SF Supes Act Like United Nations

Proclamations on foreign policy are not off-limits to local politicans.

Most local politicians may devote their waking hours to filling potholes -- but then again, most local politicians are not the San Francisco Board of Supervisors.

From genocide in Darfur to the human-rights record of China, from Northern Ireland to southern Sudan and Iraq, Afghanistan and in between, the local body politic finds time to sound off on a host of national and international issues, the San Francisco Examiner observes.

The Board makes its feelings known via nonbinding resolutions, which are typically nothing more than a summation of facts and a statement urging change. These take little time to craft and little time to "pass" at Board -- usually a brief discussion and brief vote during meetings that can last half a day -- but nonetheless rankle some observers who feel the Board's time is better spent elsewhere. As in anywhere elsewhere.

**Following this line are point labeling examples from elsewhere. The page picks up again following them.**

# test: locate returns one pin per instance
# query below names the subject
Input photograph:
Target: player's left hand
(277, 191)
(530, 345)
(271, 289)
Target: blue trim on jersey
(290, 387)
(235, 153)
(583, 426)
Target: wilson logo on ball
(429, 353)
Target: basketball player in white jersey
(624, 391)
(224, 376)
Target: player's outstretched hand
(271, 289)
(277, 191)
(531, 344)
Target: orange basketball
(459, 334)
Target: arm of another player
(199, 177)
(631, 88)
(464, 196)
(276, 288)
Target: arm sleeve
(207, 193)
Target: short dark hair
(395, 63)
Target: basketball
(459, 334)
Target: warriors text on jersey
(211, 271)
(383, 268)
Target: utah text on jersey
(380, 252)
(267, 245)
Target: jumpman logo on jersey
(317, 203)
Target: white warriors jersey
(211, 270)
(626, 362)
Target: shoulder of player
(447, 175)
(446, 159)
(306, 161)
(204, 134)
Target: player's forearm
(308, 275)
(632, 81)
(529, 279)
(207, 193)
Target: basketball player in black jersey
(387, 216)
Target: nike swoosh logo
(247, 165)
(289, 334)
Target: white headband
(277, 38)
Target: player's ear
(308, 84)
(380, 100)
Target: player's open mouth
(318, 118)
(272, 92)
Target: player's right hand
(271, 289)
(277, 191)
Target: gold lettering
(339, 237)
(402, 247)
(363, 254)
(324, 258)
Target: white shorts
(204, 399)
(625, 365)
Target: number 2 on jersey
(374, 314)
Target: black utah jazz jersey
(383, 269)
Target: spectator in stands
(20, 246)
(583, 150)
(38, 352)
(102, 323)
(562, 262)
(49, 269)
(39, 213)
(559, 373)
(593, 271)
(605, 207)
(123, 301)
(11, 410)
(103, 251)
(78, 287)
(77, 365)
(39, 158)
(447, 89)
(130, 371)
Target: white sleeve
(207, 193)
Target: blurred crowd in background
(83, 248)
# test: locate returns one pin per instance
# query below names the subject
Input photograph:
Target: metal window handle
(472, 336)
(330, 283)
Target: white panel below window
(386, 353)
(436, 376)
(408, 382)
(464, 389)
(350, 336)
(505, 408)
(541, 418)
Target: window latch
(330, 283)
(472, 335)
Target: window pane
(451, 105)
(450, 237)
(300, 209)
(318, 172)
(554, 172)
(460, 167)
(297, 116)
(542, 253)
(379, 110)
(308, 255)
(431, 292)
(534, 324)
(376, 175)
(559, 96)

On Tuesday, for example, the Board passed a resolution authored by Sup. John Avalos, the mayoral runner-up to Ed Lee. Avalos asked the federal government to cut military spending and end the wars in Iraq and Afghanistan. The resolution passed the Board by an 8-3 vote.

Sup. Mark Farrell, who represents the Marina, said it's time wasted. Avalos pointed out that federal cash has been slashed from local transportation, health care and other budgets only to be spent overseas on soldiering.

But even some critics of the Board's tendency to opine large admit that it can have an impact. Remember apartheid? American firms stopped investing in South Africa due to its racist policies after public pressure was applied, "and San Francisco was a leader in that," pointed out political consultant Jim Ross.